Manufacturers are in fact already working on a solution for more power-hungry equipment with both Iveco and the Stellantis brands confirming to Van Reviewer that they are working on electric PTO solutions for their eLCVs.
“We’ve been working with bodybuilders for about two years,” says Mike Cutts, Iveco business line director (LCV) about the 2022 model-year electric Daily van.
“We will focus on the chassis models with an electric PTO offer, making sure there’s enough transferable power to meet the applications whatever you want to put on the back,” Cutts explains.
Presently, however, Stellantis bodybuilder relations manager, Hervé Criquy, believes that the vehicle’s main battery can be used to power most equipment and with only a small decrease in range from the equipment’s power draw. “We believe the HV (high voltage) battery can supply enough power to any conversion appliance, without major impact on the range due to the consumption. For example with fridge solutions, the impact of a normal delivery round trip shall be of -5 to -8% on the range,” Criquy says.
When it comes to limitations on what body can be applied to an electric van both Barrett and Waite believe there are actually no limits. With the exception of the placement of battery cells if they’re located within areas a bodybuilder would want to drill in to for mounting, neither sees any issues – a point which Mercedes has ably demonstrated by converting an ambulance on to an Mercedes-Benz eSprinter chassis.
“The industry is quite good at thinking how to overcome potential drawbacks with electric systems. If you think of refrigerated vehicles, the refrigerated vehicle industry has developed its own lithium-ion battery systems to power electrical refrigeration units,” Waite says.
Barrett agrees, and goes so far as to say that electric versions can outperform their diesel equivalents.
“I think any of the applications on a diesel would work on electric. Even when it comes to van payloads as we have that flexibility in the UK with the uprated payload. It has killed that issue. We’re plated at 4050kg on the N2, so you’ve actually got a better payload.”
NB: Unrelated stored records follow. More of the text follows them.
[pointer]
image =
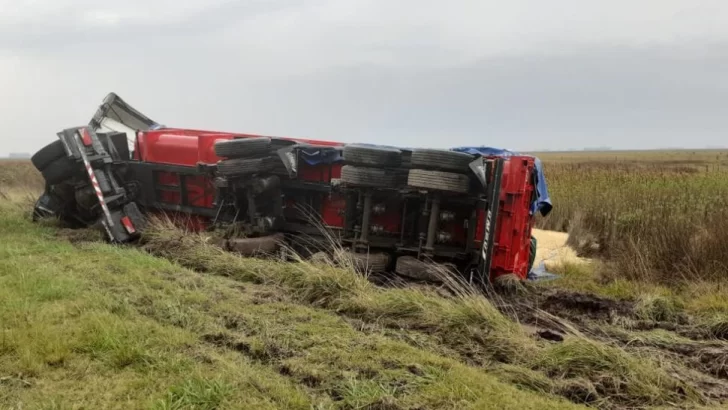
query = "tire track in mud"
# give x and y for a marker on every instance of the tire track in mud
(553, 314)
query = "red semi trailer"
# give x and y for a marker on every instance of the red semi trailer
(393, 209)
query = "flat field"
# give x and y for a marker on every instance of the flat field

Vehicle range, reduced payload and invariably the purchase cost may all be valid areas of concern for potential electric van purchasers, but when it comes to equipping this new era of vehicles with the bodies and equipment we’ve become accustomed to there’s no reason to be alarmed. Indeed, as technology improves, the efficiency and productivity of these vans may well see bodied EVs becoming more practical and cheaper to run than their ICE equivalents.
How to build onto an electric van chassis
Like with any build its best to read the instructions. Manufacturers provide their partners with details technical documents and these should be your first port of call. An accredited body builder is best placed to do the work. If in doubt, consult the experts.
The priority is to not damage the safety cell of the vehicle or its battery. Many electric vehicles have defined points where bodies, cranes or tail lifts can be fixed to. These will likely be the same position as any ICE equivalent vehicle.
If adding additional powered equipment don't assume you can use the van's own electrical system. Some vans will make provisions for you to tap into an electricity supply, other won't. More power hungry devices might require a Power Take Off unit and ePTOs are becoming increasingly common.